American sportscaster

Jim Kelly is an American sportscaster who has worked for ESPN and CBS Sports.

==Early career==
A native of Toledo, Ohio, Kelly attended the University of Toledo, where he played ice hockey and was named Rookie of the Year in 1965. That same year he began calling hockey games for WMHE-FM. He worked at various stations throughout Ohio from 1965 to 1970 and from 1970 to 1974 he covered golf tournaments for Golf Network, Inc., which was heard on the Mutual and the NBC Radio networks.

==CBS==
Kelly worked for CBS and CBS Radio from 1974 to 1985. His assignments included calling golf for the PGA Tour on CBS and PGA Tour on CBS Radio, football for the NFL on CBS and NFL on CBS Radio, and basketball for the NBA on CBS, as well as golf, track and field, bowling, and horse racing.
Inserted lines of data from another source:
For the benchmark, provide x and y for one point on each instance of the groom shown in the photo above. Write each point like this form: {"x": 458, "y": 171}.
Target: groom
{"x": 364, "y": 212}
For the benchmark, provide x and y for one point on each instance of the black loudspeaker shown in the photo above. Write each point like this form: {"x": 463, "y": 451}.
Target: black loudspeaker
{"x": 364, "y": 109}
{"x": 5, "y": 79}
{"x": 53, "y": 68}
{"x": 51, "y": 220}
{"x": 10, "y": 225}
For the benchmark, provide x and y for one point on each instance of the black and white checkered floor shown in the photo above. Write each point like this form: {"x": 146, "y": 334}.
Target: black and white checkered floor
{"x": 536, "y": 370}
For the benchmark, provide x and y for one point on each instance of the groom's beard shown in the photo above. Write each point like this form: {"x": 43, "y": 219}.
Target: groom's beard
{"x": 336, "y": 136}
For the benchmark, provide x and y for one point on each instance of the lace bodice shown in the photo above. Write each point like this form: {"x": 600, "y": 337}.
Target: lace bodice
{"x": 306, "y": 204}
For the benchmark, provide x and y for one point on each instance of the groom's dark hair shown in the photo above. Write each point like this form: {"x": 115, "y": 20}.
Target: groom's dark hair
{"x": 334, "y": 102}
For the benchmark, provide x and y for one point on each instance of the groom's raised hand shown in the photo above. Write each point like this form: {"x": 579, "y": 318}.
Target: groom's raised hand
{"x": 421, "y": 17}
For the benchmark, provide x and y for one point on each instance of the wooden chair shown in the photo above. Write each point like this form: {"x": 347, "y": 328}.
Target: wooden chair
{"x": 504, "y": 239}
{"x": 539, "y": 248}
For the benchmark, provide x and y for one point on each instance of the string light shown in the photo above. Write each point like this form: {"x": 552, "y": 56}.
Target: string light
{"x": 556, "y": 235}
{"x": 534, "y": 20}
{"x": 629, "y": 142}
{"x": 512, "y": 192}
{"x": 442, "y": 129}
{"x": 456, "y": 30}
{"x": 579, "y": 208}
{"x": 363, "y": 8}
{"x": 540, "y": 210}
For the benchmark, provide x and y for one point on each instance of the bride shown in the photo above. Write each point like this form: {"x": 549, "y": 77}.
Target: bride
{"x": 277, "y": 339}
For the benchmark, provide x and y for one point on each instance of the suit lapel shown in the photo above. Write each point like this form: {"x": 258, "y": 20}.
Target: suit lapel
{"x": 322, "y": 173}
He hosted the Sports World Roundup on CBS Radio, CBS Sports Saturday and CBS Sports Sunday on CBS Television, served as sports anchor for the CBS Morning News.

From 1978 to 1982 Kelly also worked as a sports anchor for WCAU, where he won an Eclipse Award in 1980 for local horse racing coverage. In July 1983, he became a sports anchor at WNEV-TV in Boston. He left the station that October in a "mutual decision" between him and WNEV management. Also in 1985, he was the TV voice of the Villanova Wildcats football team on WGBS TV 57 in Philadelphia.

==ESPN==
From 1985 to 2002, Kelly worked at ESPN. Here he covered golf, college football, Thoroughbred racing, the NHL, college basketball, the America's Cup, tennis, and bowling. He won a CableAce Award for his coverage of the 1987 America's Cup.

==Later career==
After leaving ESPN, Kelly moved to CNBC, where he called the Senior PGA Tour.